# Buoyant force of air

#### Tokspor

A helium-filled balloon (p = 0.5 kg/m^3) is released into the air. The balloon has a diameter of 1 m. Neglecting air resistance, what will be the balloon's initial upward acceleration when released from rest? (density of air is 1.2 kg/m^3)

A. 3.65 m/s^2
B. 5.34 m/s^2
C. 13.73 m/s^2
D. 19.45 m/s^2

The correct answer is C. 13.73 m/s^2.

I tried to solve it originally by starting with...
1. F = ma.
2. Plugging in F(buoyant) = m*a
3. F(buoyant) = (density of balloon)*(volume of balloon)*a
4. (density of air)*(volume of balloon)*g = (density of balloon)*(volume of balloon)*a

Then I solved for a. But this is wrong?

According to the text, you are supposed to solve this by finding F(buoyant). Then find F(gravity). Then, F(buoyant) - F(gravity) = F(remaining).

Then, solve for a in F(remaining) = m(balloon)*a.

How does this make sense? F(remaining) is just a value indicating how much F(buoyant) exceeds F(gravity).

#### RogueUnicorn

##### rawr.
7+ Year Member
A helium-filled balloon (p = 0.5 kg/m^3) is released into the air. The balloon has a diameter of 1 m. Neglecting air resistance, what will be the balloon's initial upward acceleration when released from rest? (density of air is 1.2 kg/m^3)

A. 3.65 m/s^2
B. 5.34 m/s^2
C. 13.73 m/s^2
D. 19.45 m/s^2

The correct answer is C. 13.73 m/s^2.

I tried to solve it originally by starting with...
1. F = ma.
2. Plugging in F(buoyant) = m*a
3. F(buoyant) = (density of balloon)*(volume of balloon)*a
4. (density of air)*(volume of balloon)*g = (density of balloon)*(volume of balloon)*a

Then I solved for a. But this is wrong?

According to the text, you are supposed to solve this by finding F(buoyant). Then find F(gravity). Then, F(buoyant) - F(gravity) = F(remaining).
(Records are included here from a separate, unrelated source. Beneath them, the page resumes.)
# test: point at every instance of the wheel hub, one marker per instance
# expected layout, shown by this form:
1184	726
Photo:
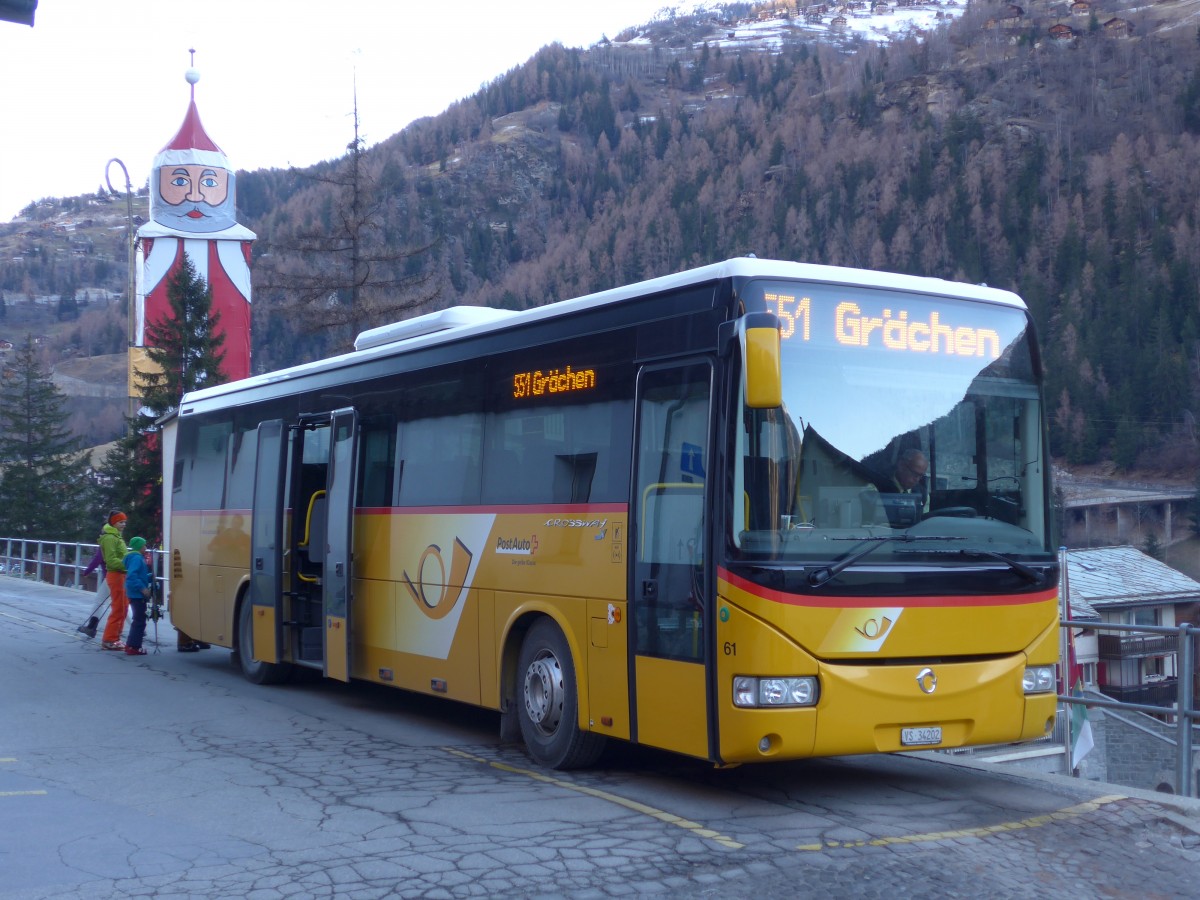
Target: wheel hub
544	694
Then, solve for a in F(remaining) = m(balloon)*a.

How does this make sense? F(remaining) is just a value indicating how much F(buoyant) exceeds F(gravity).
which would generate the NET upwards force. draw a force diagram

#### Geekchick921

##### Achievement Unlocked: MD
Moderator Emeritus
10+ Year Member
Imagine this as a free body diagram, we have the weight of the balloon, about 20N, as a vector pointing down, and the buoyant force, about 48N, as a vector pointing up. The different (28N) will be the net force acting on the balloon, and since the balloon has a mass of about 2kg, the upwards acceleration is about 14 m/s^2.

#### PhilIvey

10+ Year Member
5+ Year Member
A helium-filled balloon (p = 0.5 kg/m^3) is released into the air. The balloon has a diameter of 1 m. Neglecting air resistance, what will be the balloon's initial upward acceleration when released from rest? (density of air is 1.2 kg/m^3)

A. 3.65 m/s^2
B. 5.34 m/s^2
C. 13.73 m/s^2
D. 19.45 m/s^2

The correct answer is C. 13.73 m/s^2.

I tried to solve it originally by starting with...
1. F = ma.
2. Plugging in F(buoyant) = m*a
3. F(buoyant) = (density of balloon)*(volume of balloon)*a
4. (density of air)*(volume of balloon)*g = (density of balloon)*(volume of balloon)*a

Then I solved for a. But this is wrong?

According to the text, you are supposed to solve this by finding F(buoyant). Then find F(gravity). Then, F(buoyant) - F(gravity) = F(remaining).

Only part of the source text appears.